Bu arada, tüm küresel turizm destinasyonları, Destination Branding (DB) onurlu konsepti altında gönülden çalışmalıdır. Dünyanın dört bir yanındaki diğer tüm turistik yerler, markalaşma konseptinden hareket ediyor ve önlerinde uzanan Covid-19 Sonrası zorluklara şiddetle hazırlanıyor. Neyse ki, Destinasyon Markalama, hem amaç hem de yön duygusu sağladığı kanıtlanmış güçlü bir araçtır. Bununla birlikte DB’yi anlamak, eğitim ve uygulama ile turizm destinasyonu için bir marka oluşturmadan “Turizmde Mükemmeliyet” olamayacağına dair sarsılmaz inancı gerektirir.
Covid-19 sonrası bir markanın inşası, aynı zamanda topluluk perspektifinden bir bakış gerektirir. Bu, bireyleri – tüm yerel halk, sakinler, çalışanlar – yalnızca kendi eylemlerini dikkatlice gözlemlemekle kalmayıp, aynı zamanda mükemmelliği ‘sunmaya’ hazırlamaya ve eğitmeye odaklanmayı gerektirir. Yerlilerin ne yaptığı ve nasıl davrandıkları, bir hedef marka oluşturmanın ayrılmaz bir parçasıdır. Bu nedenle, öz değerlendirme ve kişisel ve toplumsal değerlerinin yeniden şekillendirilmesinden başlayarak, topluluğu her düzeyde eğitmek ve donatmak için zorunlu bir ihtiyaç vardır.

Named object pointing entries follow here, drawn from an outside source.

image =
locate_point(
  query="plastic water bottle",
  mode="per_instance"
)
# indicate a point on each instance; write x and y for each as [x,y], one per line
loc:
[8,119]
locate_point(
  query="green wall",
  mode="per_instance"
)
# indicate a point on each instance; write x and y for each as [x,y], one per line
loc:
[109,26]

Yukarıda bahsedilenler, eğer varsa, Ülke Markası ile uyumlu bir şekilde çalışmak üzere tüm dünyadaki her turist destinasyonu için yer ve zaman açmaktadır. Dahası, her turist destinasyonunun kim olduklarını ve neyi temsil ettiklerini tanımlama fırsatı sağlar. Başka bir deyişle, tüm turist oyuncularının varış noktalarının kimliğini oluşturmalarını ve dünya pazarının onları nasıl tanımasını ve ayırt etmesini istediklerini düşünmelerini kolaylaştırır. Bu, turistlerin uğrak limanını bir markayla taçlandırmak isteyen her turist destinasyonu için ön koşuldur. Bu aynı zamanda bir başlangıçtır ve toparlanmayı ve rekabeti sürdürmeyi amaçlayan bir turist destinasyonu için tamamen temeldir.

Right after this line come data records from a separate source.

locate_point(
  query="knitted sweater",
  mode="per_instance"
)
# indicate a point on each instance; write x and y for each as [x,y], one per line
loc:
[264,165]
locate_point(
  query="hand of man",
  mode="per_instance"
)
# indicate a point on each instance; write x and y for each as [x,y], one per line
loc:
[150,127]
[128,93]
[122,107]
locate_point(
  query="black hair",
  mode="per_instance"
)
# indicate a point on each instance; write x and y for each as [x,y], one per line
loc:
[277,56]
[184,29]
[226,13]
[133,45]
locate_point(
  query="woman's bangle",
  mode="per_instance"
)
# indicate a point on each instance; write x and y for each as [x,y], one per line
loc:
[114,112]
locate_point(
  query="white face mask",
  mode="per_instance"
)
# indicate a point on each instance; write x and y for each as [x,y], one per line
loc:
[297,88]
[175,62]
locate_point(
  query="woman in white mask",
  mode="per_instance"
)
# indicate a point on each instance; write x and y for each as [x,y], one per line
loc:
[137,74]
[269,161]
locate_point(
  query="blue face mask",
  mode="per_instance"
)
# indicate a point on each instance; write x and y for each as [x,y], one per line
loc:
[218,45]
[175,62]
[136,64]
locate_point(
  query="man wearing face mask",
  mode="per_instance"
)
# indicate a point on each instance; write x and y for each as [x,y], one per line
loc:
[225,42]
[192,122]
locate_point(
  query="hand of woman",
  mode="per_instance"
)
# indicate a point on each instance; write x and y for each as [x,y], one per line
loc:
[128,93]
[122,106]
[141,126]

Nihayetinde destinasyon markasının gücü insanda. Turistler, hizmet sağlayıcıları, her şeyi gerçekleştiren insanlar olmadan büyülü bir deneyim yaşayamazlar. Ne de olsa, turistlerin kalbindeki çekiciliği harekete geçiren ve ayrılmaz uzun vadeli ilişkilerin gelişmesi için araçlar ortaya çıkaracak bir bağlantı sağlayan, turistik destinasyon markasının ateşidir.

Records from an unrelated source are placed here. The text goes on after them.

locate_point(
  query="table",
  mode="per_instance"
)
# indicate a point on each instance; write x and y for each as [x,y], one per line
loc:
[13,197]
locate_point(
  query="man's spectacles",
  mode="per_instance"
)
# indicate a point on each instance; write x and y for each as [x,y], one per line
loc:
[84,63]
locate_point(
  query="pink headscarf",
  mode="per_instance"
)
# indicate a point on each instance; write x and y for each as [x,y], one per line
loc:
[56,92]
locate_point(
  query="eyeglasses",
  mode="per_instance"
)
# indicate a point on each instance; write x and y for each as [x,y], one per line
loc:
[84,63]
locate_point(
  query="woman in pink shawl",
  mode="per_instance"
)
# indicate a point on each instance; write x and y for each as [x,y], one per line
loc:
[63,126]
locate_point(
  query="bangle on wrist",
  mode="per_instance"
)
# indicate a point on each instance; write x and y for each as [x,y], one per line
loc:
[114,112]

Küresel olarak rekabetçi bir hedef marka oluşturmanın sihirli bir tarifi yoktur. Zaman alır, bağlı bir topluluğa ihtiyacı vardır ve süreç karmaşık ve zahmetlidir. Sürekli motive olan insanlardan mutlak bağlılık esastır. Bir topluluktaki yerel sakinler, şefkatli, onurlu ve saygılı bir şekilde meşgul olmalıdır. Bir turist destinasyonundaki tüm aktörlere / sakinlere benzersiz becerilerinin neler olduğunu anlama fırsatı verilmeli ve temel değerler etrafında bilgi oluşturma konusunda koçluk yapılmalıdır. Ancak her şeyden önce, liderler hedefin vizyonunu ve amacını çizmeli ve bunu tüm takım oyuncularına açık hale getirmelidir. Her vatandaşın rolünün büyük öneminin aktarılması da dahil olmak üzere varış noktasında gerçekleşen marka gelişimi hakkında bilgi verilmelidir,
Değişimi kucaklamanın tam zamanı. Her turist destinasyonu için bir marka oluşturma ihtiyacının kabul edilmesi, Covid-19 sonrası bu zamanlarda çok önemlidir. Mükemmellik ilkeleri altında faaliyet göstermek bir zorunluluktur ve verilidir. Nitekim, Turizmde Mükemmellik, dünyadaki birçok turist destinasyonu için ekonomik umut oluşturmaya yönelik en iyi Covid-19 Sonrası yaklaşımdır ve sürdürülebilir bir ekonomik iyileşmenin sürdürülmesi için bir kesinliktir.